Tres rasgos de la obligación conviene leerlos despacio, porque cada uno desmonta un malentendido frecuente en el sector:
- Es diario y por persona. No vale un cuadrante semanal firmado, ni un horario «tipo» pegado en el office: la norma pide la hora concreta a la que cada persona empezó y terminó cada día. El cuadrante es la previsión; el registro es la realidad.
- Es para todas las empresas. No hay mínimo de plantilla ni excepción por tamaño: el bar con dos empleados está tan obligado como la cadena con doscientos.
- Es para todas las personas trabajadoras. El extra que viene solo los sábados, el fijo-discontinuo en temporada y la persona a tiempo parcial registran igual que el jefe de cocina. De hecho, en los contratos a tiempo parcial el registro pesa doble, porque es la única prueba de que la jornada real coincide con la pactada.

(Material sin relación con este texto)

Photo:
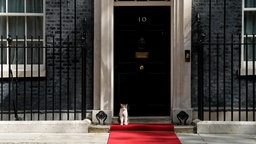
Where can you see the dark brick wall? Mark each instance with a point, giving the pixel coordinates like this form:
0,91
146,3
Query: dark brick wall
221,81
61,89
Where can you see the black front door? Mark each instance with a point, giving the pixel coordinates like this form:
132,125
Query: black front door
142,60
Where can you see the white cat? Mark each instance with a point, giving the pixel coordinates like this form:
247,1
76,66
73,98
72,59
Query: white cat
123,114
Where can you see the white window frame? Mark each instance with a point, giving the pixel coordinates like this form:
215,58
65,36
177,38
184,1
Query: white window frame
246,66
20,70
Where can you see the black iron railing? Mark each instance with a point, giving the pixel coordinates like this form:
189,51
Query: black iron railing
43,82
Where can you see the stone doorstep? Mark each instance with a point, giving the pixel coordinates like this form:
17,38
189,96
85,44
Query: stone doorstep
99,128
106,129
226,127
184,129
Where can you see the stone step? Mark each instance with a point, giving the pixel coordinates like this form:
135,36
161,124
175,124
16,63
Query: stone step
147,120
226,127
184,129
106,129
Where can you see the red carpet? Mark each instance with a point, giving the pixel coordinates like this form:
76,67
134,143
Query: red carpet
143,134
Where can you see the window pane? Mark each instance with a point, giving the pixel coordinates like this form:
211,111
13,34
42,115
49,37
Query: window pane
15,6
35,53
17,53
249,3
35,26
2,6
248,47
17,26
3,53
249,22
3,26
34,6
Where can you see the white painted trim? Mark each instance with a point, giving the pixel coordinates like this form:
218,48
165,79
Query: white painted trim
103,52
243,70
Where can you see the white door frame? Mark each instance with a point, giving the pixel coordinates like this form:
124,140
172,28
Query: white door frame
104,53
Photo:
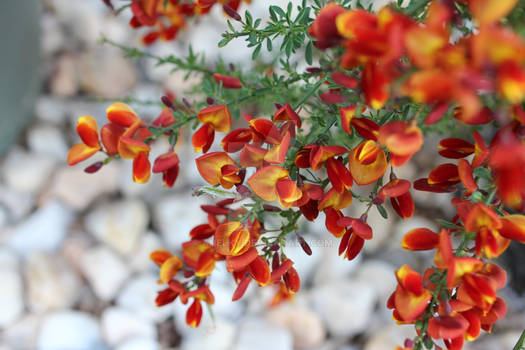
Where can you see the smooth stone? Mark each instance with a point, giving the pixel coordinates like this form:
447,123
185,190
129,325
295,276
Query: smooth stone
120,325
79,190
105,271
51,283
69,330
44,230
138,296
119,224
26,172
345,306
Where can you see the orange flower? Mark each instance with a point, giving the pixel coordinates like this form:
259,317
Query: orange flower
231,238
227,81
272,182
410,298
213,118
168,165
218,168
401,139
88,131
367,162
486,223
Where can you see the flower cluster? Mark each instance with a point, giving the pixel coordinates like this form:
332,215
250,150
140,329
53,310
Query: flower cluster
165,19
391,78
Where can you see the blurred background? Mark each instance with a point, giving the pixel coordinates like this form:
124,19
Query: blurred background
74,267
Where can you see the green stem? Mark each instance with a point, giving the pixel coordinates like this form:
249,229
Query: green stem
310,92
521,340
177,62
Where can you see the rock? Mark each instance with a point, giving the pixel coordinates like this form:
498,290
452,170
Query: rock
175,216
119,325
104,270
8,260
138,296
107,75
119,224
391,336
79,190
345,306
64,80
52,40
11,296
23,334
381,275
4,217
140,260
70,330
17,204
50,109
256,334
306,264
218,336
381,228
51,284
306,327
332,266
48,141
139,344
26,172
44,230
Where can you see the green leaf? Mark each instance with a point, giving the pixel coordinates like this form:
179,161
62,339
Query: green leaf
223,42
249,18
382,211
279,11
269,44
448,224
308,53
256,52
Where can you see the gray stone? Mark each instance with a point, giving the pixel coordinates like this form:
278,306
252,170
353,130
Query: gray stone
175,216
391,336
106,75
138,296
306,326
120,325
50,109
345,306
119,224
70,330
104,270
23,334
139,260
48,141
51,284
79,190
139,344
11,296
64,81
17,204
256,334
44,230
217,336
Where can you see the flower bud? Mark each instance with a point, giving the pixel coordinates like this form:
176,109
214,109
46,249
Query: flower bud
168,102
275,261
93,168
304,244
271,208
232,13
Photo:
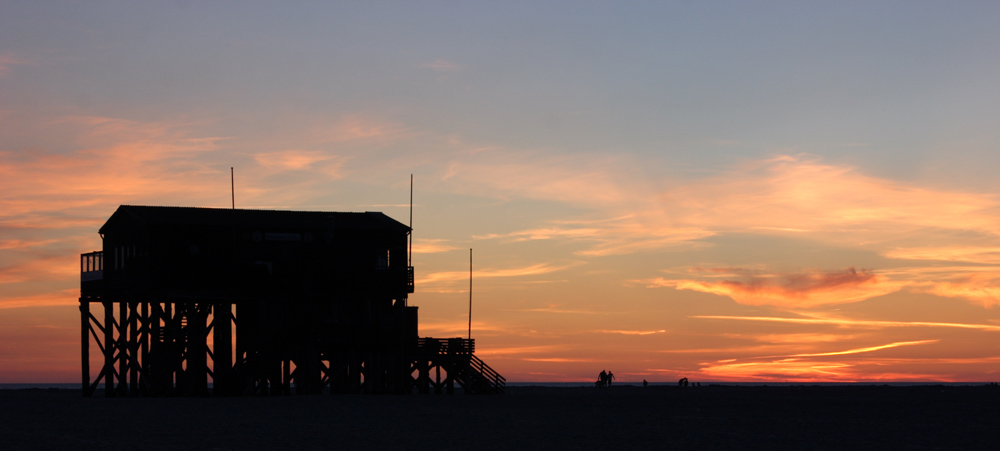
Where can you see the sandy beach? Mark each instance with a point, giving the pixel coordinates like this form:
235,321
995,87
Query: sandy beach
623,417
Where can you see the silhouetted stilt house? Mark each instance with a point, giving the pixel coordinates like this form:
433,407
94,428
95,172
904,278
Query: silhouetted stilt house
261,302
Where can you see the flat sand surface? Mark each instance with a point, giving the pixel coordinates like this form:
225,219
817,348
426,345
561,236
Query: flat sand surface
623,417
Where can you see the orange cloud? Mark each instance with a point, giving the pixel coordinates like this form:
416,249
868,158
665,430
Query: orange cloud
451,276
68,297
798,290
845,322
433,246
867,349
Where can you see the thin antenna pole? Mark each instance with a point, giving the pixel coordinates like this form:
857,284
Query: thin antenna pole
409,251
470,294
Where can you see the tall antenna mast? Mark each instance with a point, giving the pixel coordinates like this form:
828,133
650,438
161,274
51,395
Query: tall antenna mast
409,251
470,294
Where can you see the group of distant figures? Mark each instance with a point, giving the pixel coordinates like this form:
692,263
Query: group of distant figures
604,379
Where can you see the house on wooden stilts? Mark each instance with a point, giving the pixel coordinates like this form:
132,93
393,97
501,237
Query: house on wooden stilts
200,301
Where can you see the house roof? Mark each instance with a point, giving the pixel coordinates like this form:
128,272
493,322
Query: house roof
224,217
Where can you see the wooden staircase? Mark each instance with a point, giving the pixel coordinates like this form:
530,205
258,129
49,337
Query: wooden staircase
455,358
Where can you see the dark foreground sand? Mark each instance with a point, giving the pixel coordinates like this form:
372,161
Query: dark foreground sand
625,417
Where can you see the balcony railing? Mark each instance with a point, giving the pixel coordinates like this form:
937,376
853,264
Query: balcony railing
91,266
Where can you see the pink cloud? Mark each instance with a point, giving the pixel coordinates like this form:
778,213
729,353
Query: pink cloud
791,290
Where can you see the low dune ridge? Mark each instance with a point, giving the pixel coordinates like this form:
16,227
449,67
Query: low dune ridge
533,417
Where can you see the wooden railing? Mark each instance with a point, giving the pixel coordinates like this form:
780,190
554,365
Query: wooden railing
493,379
448,345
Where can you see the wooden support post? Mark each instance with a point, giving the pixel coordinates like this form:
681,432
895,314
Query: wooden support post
109,349
222,344
123,348
85,345
133,347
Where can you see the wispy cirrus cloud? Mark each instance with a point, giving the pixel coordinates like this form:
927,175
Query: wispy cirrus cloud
847,322
441,65
8,61
797,196
490,273
433,246
792,290
850,365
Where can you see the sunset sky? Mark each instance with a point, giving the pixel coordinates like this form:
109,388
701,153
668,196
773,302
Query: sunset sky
724,191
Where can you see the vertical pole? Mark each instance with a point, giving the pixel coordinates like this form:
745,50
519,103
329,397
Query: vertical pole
470,294
409,250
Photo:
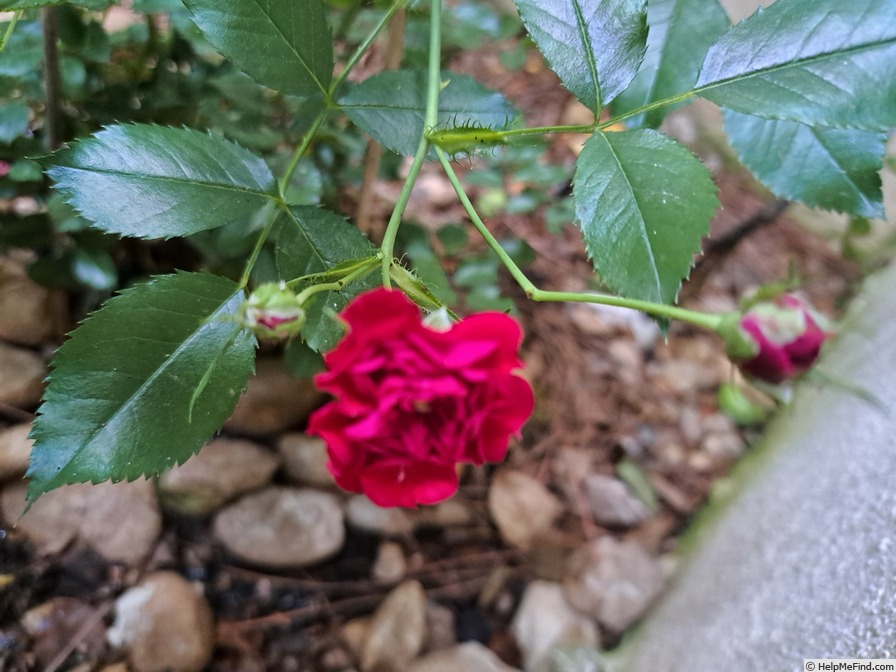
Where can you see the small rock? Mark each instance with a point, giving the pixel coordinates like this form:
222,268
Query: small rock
397,630
282,527
450,513
522,508
390,565
274,401
440,630
165,624
355,632
26,314
15,450
222,470
612,504
52,626
305,459
545,621
119,521
22,382
724,446
613,582
467,657
365,515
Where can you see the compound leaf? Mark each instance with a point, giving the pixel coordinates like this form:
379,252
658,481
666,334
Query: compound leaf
120,404
680,33
283,44
832,168
819,62
157,182
643,202
595,46
313,240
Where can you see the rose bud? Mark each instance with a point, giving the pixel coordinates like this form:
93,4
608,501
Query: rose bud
774,341
411,401
273,312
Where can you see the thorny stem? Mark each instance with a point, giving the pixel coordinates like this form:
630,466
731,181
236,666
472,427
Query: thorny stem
431,118
365,45
52,77
10,28
708,321
276,206
359,272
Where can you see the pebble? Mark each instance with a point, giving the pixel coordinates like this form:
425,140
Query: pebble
15,450
165,624
467,657
22,382
613,582
119,521
274,401
305,459
53,624
397,630
522,508
390,565
282,527
365,515
222,470
545,621
612,504
26,313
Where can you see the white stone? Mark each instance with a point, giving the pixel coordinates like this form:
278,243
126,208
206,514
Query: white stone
282,527
365,515
165,624
522,508
467,657
544,621
397,630
613,582
222,470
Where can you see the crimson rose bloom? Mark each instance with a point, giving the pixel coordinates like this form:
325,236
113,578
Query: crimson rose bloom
784,337
412,402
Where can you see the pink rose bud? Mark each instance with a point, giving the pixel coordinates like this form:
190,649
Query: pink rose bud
412,401
775,341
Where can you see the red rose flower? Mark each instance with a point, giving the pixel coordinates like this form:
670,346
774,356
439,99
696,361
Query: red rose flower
783,339
412,402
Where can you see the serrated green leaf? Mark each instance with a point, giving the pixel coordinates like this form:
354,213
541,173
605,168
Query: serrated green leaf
831,168
595,46
283,44
391,106
157,182
313,240
819,62
643,202
117,406
680,33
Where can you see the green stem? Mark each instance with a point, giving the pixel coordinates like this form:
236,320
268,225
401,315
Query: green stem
431,118
307,293
300,151
708,321
10,28
272,211
365,45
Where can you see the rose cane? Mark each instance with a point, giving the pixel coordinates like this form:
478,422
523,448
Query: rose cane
412,402
774,341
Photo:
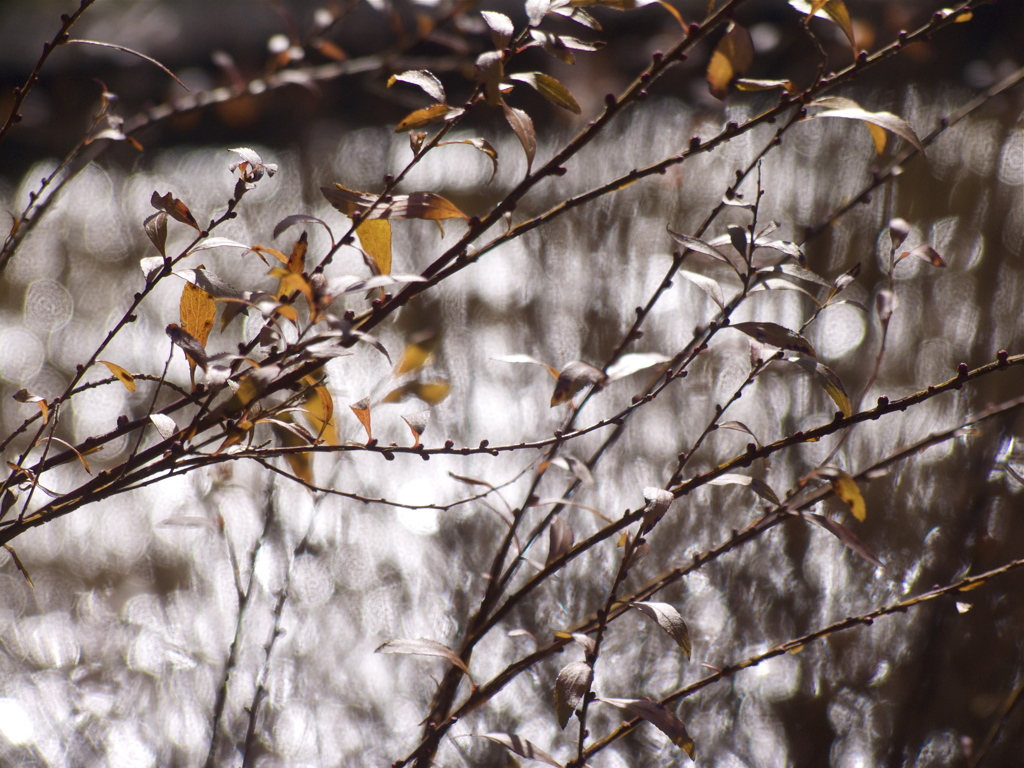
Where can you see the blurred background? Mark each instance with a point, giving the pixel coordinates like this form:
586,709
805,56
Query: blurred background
116,654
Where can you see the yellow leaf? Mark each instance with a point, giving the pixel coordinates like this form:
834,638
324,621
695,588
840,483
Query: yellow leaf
375,236
361,411
847,489
123,376
198,310
732,56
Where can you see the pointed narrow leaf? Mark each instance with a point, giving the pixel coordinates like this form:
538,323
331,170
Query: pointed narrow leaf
699,246
550,88
156,230
570,686
415,206
732,57
633,363
300,218
756,484
427,116
776,336
885,120
662,718
523,127
165,425
423,79
560,540
480,144
706,284
123,376
828,381
424,647
501,28
669,620
361,411
522,748
847,537
375,237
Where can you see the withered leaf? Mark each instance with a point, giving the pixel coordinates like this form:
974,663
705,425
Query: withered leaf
776,336
838,107
550,88
669,620
522,125
574,377
174,208
188,344
375,237
570,686
560,540
662,718
522,748
732,57
121,374
423,79
156,230
415,206
425,647
847,537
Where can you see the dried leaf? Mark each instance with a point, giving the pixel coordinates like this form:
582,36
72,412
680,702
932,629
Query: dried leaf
828,381
501,28
776,336
525,358
571,685
423,79
165,425
845,108
417,424
766,85
523,128
156,230
835,10
361,411
550,88
847,537
659,717
732,57
926,253
251,167
198,311
522,748
560,540
658,501
415,206
706,284
574,377
123,376
375,237
480,144
23,395
669,620
756,484
300,218
425,647
209,243
489,73
174,208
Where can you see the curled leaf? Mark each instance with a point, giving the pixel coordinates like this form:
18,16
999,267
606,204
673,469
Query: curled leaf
425,647
662,718
121,374
776,336
732,57
570,686
669,620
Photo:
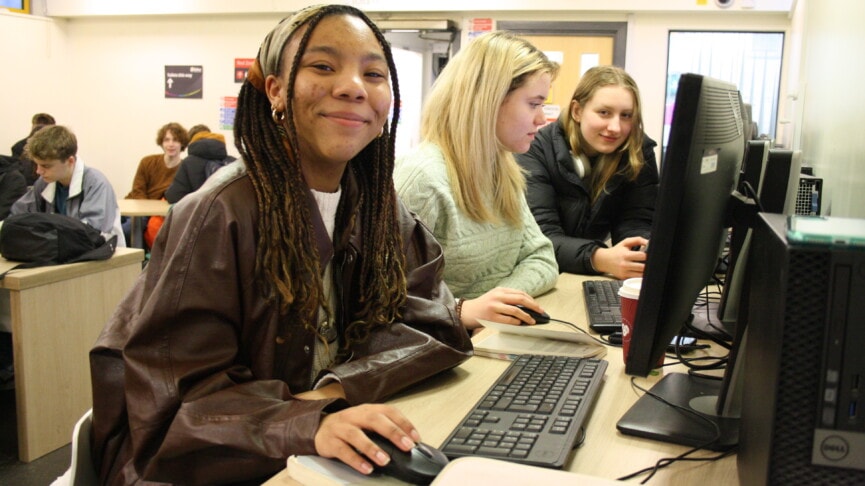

La forma de organizarlo (papel, hoja de cálculo, app, terminal de fichaje) la decide la empresa, en su caso conforme a lo que prevea el convenio. Sobre si conviene digitalizarlo —y sobre el real decreto que está en tramitación— tienes el detalle en la guía del registro horario digital.
Qué debe contener y cómo se conserva
Traducido a la operación de un restaurante, el registro que resiste una visita de la Inspección tiene estas piezas:
| Elemento | Qué significa en la práctica |
|---|---|
| Hora de inicio | La hora real a la que cada persona empieza, no la del cuadrante. Si el turno era a las 10:00 y se entró a las 9:40 para recibir el pedido, el registro dice 9:40. |
| Hora de fin | La hora real de salida. Si el cierre se alargó hasta la 1:20, el registro dice 1:20 — y esa diferencia con el cuadrante es precisamente la información que el sistema debe capturar. |
| Por persona y por día | Un registro individual e identificable por cada persona trabajadora y cada día trabajado, turno partido incluido. |
| Conservación 4 años | Accesible y recuperable durante todo ese periodo. Una caja de hojas en el almacén cumple sobre el papel; encontrar la semana concreta que pide el inspector es otra historia. |
| A disposición | De la propia plantilla, de su representación legal y de la Inspección. La persona trabajadora tiene derecho a consultar sus registros. |
Un matiz operativo importante para hostelería: el artículo 34.9 habla de inicio y fin «de la jornada». En un turno partido, lo prudente —y lo que la práctica inspectora espera ver— es registrar cada franja por separado: entrada y salida del servicio de mediodía, entrada y salida del de la noche. Un registro que funde las dos franjas en una sola jornada continua de 12:00 a 24:00 no refleja la realidad y te atribuye horas que nadie ha trabajado.
Los errores típicos de un restaurante
La mayoría de los problemas con el registro en hostelería no vienen de no tenerlo, sino de tener uno que no se sostiene. Estos son los fallos que más se repiten:
- Cuadrar el registro con el turno teórico. Registros donde todo el mundo entra y sale exactamente a la hora del cuadrante, semana tras semana, no acreditan control: acreditan que se rellena de oficio. En un sector donde el cierre depende de cuándo se va la última mesa, la uniformidad perfecta es la primera señal de alarma para un inspector.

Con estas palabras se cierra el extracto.